For the past few years, I have been trying to fill the gaps in my education by reading a classic book with my morning coffee. I don't generally write reviews of the classics I read. How is it helpful for one more person to write about how good Madame Bovary is? It might be more interesting to write about a classic I didn't like much, but I live in fear of sounding like those loser reviewers on Amazon who give one star to Faulkner because he's "bo-ring!"I just challenged myself to re-read Of Human Bondage, a dull, miserable, soul-deadening book, or so I remembered from my teens. What was I thinking? It's a great, page-turning story and a truly thoughtful work about a young man's pursuit of wisdom and happiness, hampered by physical and emotional disability.

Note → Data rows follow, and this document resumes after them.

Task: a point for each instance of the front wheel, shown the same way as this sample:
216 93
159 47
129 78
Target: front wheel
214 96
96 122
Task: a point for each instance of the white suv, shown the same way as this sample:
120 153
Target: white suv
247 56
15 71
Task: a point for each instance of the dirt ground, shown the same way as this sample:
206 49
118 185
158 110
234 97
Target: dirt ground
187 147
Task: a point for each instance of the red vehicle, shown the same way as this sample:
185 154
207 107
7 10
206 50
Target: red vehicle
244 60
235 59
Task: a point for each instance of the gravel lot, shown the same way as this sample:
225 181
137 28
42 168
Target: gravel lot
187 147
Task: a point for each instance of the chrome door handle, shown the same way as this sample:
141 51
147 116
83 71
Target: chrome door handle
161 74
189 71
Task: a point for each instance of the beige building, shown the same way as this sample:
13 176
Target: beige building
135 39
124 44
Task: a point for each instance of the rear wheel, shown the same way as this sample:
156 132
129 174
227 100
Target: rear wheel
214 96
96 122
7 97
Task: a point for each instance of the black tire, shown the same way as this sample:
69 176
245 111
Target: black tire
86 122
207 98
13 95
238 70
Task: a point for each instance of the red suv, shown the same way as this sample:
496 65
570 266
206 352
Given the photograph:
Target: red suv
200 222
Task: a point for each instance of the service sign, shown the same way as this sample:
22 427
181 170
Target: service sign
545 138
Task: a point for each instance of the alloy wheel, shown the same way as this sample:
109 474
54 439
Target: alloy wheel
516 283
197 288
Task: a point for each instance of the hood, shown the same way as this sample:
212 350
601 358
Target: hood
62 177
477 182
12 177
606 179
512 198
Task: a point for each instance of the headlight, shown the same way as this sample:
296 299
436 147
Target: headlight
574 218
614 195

Philip Carey, born with a club foot and perhaps born with a congenital inability to believe himself loved, is often infuriating to the reader as he makes a series of questionable choices, including the Big One in the form of an odious woman with whom he falls in love. Many times during the narrative I wanted to yell out to the guy. Talk about emotional engagement! It's the opposite of dull.As with the last Maugham book I read, The Moon and Sixpence, there are a lot of questionable stereotypes in evidence: racial, ethnic, religious, and especially sexual. From these two books, Maugham strikes me as a true misogynist. The "bad" women in these books are horrifying, and the "good" women come across as disconcertingly bovine. Yet...what a read. It has jumped into my Top Ten Best Books Ever.
All novels contain dead wood, said W. Somerset Maugham, tedious sections that can be skipped without loss. Not so much this one. It proceeds from one interesting episode to another. Whether the protagonist is studying art in Paris or obsessing over an English tart, it gets on with the story. A very readable and enjoyable novel by a master story teller.